Project Euler #230: Fibonacci Words

  • + 7 comments

    Here's another python version that is (hopefully?) reasonably well-commented to make it clear what's happening.

    BTW I have to admit that I really find it astonishing how much cleaner the Python solutions to many of these problems look compared to other languages! To me, it's really much closer to the pseudocode I'd write. Or is it just me?

    import os
    
    def find_digit(A, B, n):
        lengths = [len(A)]
        if n <= len(A):
            return A[n-1]
        lengths.append(len(B))
        if n <= len(B):
            return B[n-1]
    
        idx = 1
        # Building up until we hit total digit length n.
        # Only count length though, do not build the actual string!
        while True:
            idx = idx + 1
            lengths.append(lengths[idx-2] + lengths[idx-1])
            if lengths[idx]  >= n:
                break
    
        # Going back recursively until we know where exactly to 
        # find digit n.
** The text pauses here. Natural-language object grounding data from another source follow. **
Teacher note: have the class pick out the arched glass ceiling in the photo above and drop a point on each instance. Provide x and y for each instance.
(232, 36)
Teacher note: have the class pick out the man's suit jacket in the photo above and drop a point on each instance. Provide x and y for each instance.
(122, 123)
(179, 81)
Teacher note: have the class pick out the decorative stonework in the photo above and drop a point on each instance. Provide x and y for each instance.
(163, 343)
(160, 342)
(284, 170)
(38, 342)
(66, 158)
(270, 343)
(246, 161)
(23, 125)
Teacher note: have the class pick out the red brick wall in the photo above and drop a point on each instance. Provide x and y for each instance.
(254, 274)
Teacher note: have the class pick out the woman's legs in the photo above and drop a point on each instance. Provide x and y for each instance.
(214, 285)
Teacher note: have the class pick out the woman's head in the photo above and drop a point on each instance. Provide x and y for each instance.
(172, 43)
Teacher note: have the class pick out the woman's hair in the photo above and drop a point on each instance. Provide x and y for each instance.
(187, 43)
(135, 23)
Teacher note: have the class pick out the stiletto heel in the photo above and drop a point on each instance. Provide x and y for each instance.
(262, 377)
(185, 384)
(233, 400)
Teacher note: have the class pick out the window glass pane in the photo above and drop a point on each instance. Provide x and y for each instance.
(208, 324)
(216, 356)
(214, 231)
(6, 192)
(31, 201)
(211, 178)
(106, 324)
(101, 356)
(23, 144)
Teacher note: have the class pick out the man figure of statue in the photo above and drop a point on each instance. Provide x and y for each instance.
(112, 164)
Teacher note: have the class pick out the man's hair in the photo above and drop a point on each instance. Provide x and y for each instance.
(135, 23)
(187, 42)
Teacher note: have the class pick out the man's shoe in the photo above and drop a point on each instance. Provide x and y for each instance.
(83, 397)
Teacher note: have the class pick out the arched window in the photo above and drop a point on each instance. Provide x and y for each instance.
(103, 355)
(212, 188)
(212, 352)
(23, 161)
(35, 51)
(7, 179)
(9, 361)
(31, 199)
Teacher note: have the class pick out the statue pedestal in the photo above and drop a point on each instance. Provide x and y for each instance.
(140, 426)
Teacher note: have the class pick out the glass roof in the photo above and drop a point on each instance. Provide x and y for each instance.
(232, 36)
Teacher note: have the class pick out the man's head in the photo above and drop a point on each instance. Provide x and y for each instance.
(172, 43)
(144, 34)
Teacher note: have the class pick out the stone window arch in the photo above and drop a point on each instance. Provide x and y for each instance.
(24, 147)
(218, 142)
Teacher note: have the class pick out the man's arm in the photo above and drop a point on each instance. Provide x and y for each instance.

Use the fact that 
        # sequence[i] = [sequence[i-2], sequence[i-1]].
        len_diff = n
        while idx > 1:
            if lengths[idx-2] < len_diff:
                # Digit n is in the second part of the sequence  
                # section currently considered.
                len_diff = len_diff - lengths[idx-2]
                idx = idx - 1
            else:
                # Digit n is in first part of the sequence section 
                # currently considered.
                idx = idx - 2
    
        if idx == 0:
            return A[len_diff-1]
        else:
            return B[len_diff-1]
    
    
    if __name__ == '__main__':
        fptr = open(os.environ['OUTPUT_PATH'], 'w')
        num_tests = int(input().strip())
        tests = []
        for i in range(num_tests):
            A, B, n_str = input().rstrip().split()
            num = find_digit(A, B, int(n_str))
            fptr.write(str(num) + '\n')
    
        fptr.close()